How can the end of a rod accelerate faster than g?

[Happiness]

A uniform rod rests on supports at its ends. The right support is quickly removed.

The atom on the right end will accelerate faster than $g$ at $1.5g$. How is this possible forces-wise? The only forces acting on the atom is its own weight and the interatomic forces of attraction, which acts horizontally (left) at the instant the right support is removed. So the net force on the atom doesn't seem to be able to make it accelerate faster than g.

 

[Doc Al]

The only forces acting on the atom is its own weight and the interatomic forces of attraction, which acts horizontally (left)

Why do you think those interatomic forces act horizontally?

 

[Doc Al]

Try this: Imagine a small piece of the rod that is just above the right support. What forces act on it?

 

[Happiness]

Why do you think those interatomic forces act horizontally?

Because the rod is horizontal at first.

Suppose we picture the rod to be made of N horizontal rows of atoms. We may group each vertical column of N atoms as a "super-atom". Then these super-atoms are horizontally next one another. So the forces between them are assumed to be horizontal.

 

[Doc Al]

Because the rod is horizontal at first.

Suppose we picture the rod to be made of N horizontal rows of atoms. We may group each vertical column of N atoms as a "super-atom". Then these super-atoms are horizontally next one another. So the forces between them are assumed to be horizontal.

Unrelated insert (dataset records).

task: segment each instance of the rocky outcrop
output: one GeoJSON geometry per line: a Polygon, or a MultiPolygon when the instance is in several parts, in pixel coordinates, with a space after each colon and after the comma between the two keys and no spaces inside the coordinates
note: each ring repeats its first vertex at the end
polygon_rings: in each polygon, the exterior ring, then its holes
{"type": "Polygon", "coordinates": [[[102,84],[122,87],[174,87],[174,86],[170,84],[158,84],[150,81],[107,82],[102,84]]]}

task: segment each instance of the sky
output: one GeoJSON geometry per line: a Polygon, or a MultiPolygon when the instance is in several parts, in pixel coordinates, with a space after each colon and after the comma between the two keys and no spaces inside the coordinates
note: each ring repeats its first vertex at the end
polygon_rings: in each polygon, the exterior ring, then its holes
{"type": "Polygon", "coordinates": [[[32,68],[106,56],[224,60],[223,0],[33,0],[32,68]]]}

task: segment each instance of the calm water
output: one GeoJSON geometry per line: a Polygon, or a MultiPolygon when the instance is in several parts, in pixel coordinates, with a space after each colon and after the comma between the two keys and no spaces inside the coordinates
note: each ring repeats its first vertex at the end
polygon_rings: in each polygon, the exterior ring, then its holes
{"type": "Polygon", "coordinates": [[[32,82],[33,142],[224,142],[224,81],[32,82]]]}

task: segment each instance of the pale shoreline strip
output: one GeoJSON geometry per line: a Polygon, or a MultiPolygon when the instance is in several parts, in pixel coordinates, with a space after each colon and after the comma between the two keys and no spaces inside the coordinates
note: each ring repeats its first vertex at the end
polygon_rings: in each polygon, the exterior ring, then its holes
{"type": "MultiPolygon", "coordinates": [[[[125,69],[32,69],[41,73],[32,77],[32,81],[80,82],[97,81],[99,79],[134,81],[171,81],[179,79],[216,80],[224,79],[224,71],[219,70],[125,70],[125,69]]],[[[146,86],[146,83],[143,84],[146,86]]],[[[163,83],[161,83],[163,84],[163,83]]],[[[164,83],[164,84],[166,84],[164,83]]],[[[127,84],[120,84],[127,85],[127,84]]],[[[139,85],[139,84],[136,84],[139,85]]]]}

Just because they are arranged horizontally does not mean that the forces are horizontal. (See the question in my last post.)

 

[Happiness]

Try this: Imagine a small piece of the rod that is just above the right support. What forces act on it?

Suppose the rod is two-atom thick. Let $M$ and $m$ be the masses of the rod and of each atom respectively. Before the right support is removed, there is an upward force of $\frac{1}{2}Mg$ acting on the rightmost column of atoms. The total weight of this column is $2mg$. Thus to keep it in equilibrium, the adjacent column must be acting on it a downward force of $F=\frac{1}{2}Mg-2mg$. When the right support is removed, the net force acting on it will be $F+2mg=\frac{1}{2}Mg$. Its acceleration will thus be $\frac{Mg}{4m}$. But this is not necessarily $1.5g$. What's wrong?

 

[Doc Al]

The point of that exercise was not to solve for the acceleration, but just to point out that one section of the rod must be exerting vertical forces on the other.

To solve for the acceleration of the end of the rod we'd just examine the torque on the rod. (The downward force on that end piece would change once the support is removed.)

 

[Dale]

So the forces between them are assumed to be horizontal.

This is not correct.

You are thinking of a rope. An ideal rope can only support tension, meaning a force along the rope. However a rod can support shear stress as well, meaning forces perpendicular to the rod.

The end of the rod falls down faster than g because there is a downward shear force as well as the downward gravitational force.